Keohane received an undergraduate degree from Wellesley (Massachusetts) College in 1961. She studied for the next two years in England at the University of Oxford, where she earned a second bachelor’s degree. After completing a doctorate in political science at Yale University in New Haven, Conn., in 1967, she taught at Swarthmore College in Pennsylvania (1967–73) and Stanford University in California (1973–81). In 1981 she was appointed president of Wellesley College, where she held a concurrent appointment as professor of political science.
In 1993 Keohane left Wellesley to become president of and professor of political science at Duke University. Her presidency of a major women’s college followed by a similar appointment at a major research university led to her induction in 1995 into the National Women’s Hall of Fame, which also cited her efforts to increase minority student enrollment and improve faculty diversity. After retiring as president of Duke in 2004, Keohane was appointed Laurance S. Rockefeller Distinguished Visiting Professor of Public Affairs and the University Center for Human Values at Princeton University in 2005. From 2004 to 2005 she was a fellow at Stanford’s Center for Advanced Behavior Studies.
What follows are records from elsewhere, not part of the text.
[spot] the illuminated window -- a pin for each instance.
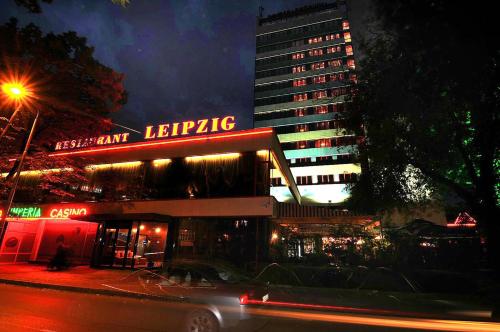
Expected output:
(301, 145)
(319, 79)
(321, 109)
(315, 40)
(276, 182)
(323, 125)
(318, 65)
(303, 160)
(301, 180)
(335, 63)
(319, 94)
(326, 178)
(347, 37)
(332, 36)
(338, 92)
(323, 143)
(299, 82)
(301, 128)
(316, 52)
(300, 112)
(338, 107)
(348, 177)
(298, 69)
(309, 246)
(300, 97)
(350, 64)
(333, 49)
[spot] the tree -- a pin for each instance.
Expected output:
(428, 96)
(74, 93)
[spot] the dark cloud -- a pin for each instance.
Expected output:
(181, 59)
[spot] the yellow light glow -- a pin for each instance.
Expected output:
(161, 162)
(115, 165)
(40, 172)
(263, 153)
(220, 156)
(14, 91)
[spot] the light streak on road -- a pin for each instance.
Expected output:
(395, 322)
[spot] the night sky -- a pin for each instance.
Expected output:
(181, 59)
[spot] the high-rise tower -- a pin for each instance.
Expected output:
(304, 68)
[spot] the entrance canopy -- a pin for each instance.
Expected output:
(124, 217)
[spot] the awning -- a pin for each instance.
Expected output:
(124, 217)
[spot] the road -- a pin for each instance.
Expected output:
(33, 309)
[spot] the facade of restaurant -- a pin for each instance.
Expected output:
(304, 71)
(145, 202)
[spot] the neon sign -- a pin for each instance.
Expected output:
(26, 212)
(67, 212)
(92, 141)
(203, 126)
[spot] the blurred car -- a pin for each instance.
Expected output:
(209, 295)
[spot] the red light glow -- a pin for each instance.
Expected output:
(17, 89)
(244, 299)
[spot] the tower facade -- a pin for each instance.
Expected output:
(304, 69)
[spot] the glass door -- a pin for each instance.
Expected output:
(123, 248)
(108, 246)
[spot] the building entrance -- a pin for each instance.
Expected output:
(130, 244)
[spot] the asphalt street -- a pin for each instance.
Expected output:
(33, 309)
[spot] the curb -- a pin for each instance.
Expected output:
(84, 290)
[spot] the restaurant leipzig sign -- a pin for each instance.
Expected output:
(165, 130)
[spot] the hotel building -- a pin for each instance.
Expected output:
(304, 69)
(143, 203)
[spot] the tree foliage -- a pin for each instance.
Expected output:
(428, 96)
(74, 93)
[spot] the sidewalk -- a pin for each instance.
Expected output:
(81, 279)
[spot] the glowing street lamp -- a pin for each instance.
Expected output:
(19, 94)
(15, 91)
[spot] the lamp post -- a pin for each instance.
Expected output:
(17, 93)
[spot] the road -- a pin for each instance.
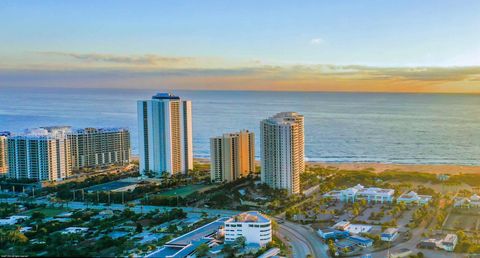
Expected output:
(136, 208)
(298, 244)
(303, 240)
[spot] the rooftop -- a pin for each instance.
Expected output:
(390, 231)
(165, 95)
(249, 216)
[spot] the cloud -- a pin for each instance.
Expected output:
(147, 59)
(153, 71)
(317, 41)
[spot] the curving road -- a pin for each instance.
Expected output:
(303, 240)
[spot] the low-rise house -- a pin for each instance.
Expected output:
(185, 245)
(25, 229)
(389, 235)
(331, 233)
(350, 243)
(359, 192)
(342, 225)
(254, 226)
(74, 230)
(12, 220)
(361, 241)
(401, 253)
(358, 228)
(272, 252)
(414, 198)
(464, 202)
(430, 243)
(449, 242)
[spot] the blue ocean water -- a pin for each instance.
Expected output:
(339, 127)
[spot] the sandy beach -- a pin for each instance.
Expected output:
(382, 167)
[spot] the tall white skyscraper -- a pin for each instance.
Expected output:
(232, 156)
(165, 134)
(282, 151)
(3, 153)
(39, 155)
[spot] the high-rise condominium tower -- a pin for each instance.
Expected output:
(232, 156)
(39, 155)
(282, 151)
(92, 147)
(3, 153)
(165, 134)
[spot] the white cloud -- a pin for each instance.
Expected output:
(317, 41)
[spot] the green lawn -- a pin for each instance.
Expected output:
(49, 212)
(186, 190)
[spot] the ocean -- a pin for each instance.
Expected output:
(339, 127)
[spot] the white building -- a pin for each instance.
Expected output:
(74, 230)
(40, 155)
(3, 153)
(389, 235)
(413, 197)
(282, 146)
(12, 220)
(255, 227)
(232, 156)
(165, 134)
(449, 242)
(471, 202)
(359, 192)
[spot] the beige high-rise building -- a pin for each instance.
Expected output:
(3, 153)
(232, 156)
(97, 147)
(282, 151)
(165, 134)
(39, 155)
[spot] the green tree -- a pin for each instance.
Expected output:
(202, 250)
(139, 228)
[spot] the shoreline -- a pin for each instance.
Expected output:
(451, 169)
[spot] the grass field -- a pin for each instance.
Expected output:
(49, 212)
(110, 186)
(186, 190)
(462, 221)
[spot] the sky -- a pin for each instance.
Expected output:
(349, 45)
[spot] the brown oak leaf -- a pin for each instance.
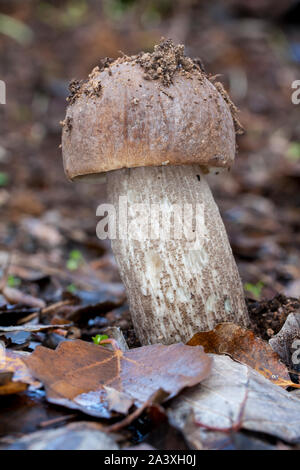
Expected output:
(83, 375)
(242, 345)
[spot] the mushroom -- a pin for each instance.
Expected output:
(155, 124)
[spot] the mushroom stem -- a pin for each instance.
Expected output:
(173, 253)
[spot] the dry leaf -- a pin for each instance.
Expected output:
(15, 296)
(33, 328)
(75, 436)
(234, 397)
(76, 372)
(287, 342)
(242, 345)
(14, 375)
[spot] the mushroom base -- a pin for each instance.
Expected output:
(173, 253)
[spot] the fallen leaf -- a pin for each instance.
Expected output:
(75, 436)
(14, 374)
(15, 296)
(242, 345)
(287, 342)
(33, 328)
(83, 369)
(234, 397)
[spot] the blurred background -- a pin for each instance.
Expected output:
(49, 223)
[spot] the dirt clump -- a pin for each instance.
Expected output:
(268, 316)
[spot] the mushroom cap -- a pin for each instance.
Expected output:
(120, 119)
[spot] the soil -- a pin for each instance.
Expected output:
(268, 316)
(162, 64)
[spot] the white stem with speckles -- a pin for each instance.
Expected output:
(175, 286)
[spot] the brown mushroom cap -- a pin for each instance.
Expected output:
(119, 119)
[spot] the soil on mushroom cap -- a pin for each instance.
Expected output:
(166, 60)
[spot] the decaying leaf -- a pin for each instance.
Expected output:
(33, 328)
(75, 436)
(14, 375)
(233, 397)
(76, 373)
(287, 342)
(242, 345)
(15, 296)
She is the author of Philosophy and the State in France: The Renaissance to the Enlightenment (1980) and coeditor of Feminist Theory: A Critique of Ideology (1982). A book of Keohane’s selected speeches, A Community Worthy of the Name, was published in 1995, followed by Higher Ground: Ethics and Leadership in the Modern University (2006), a collection of essays and speeches addressing the challenges facing universities.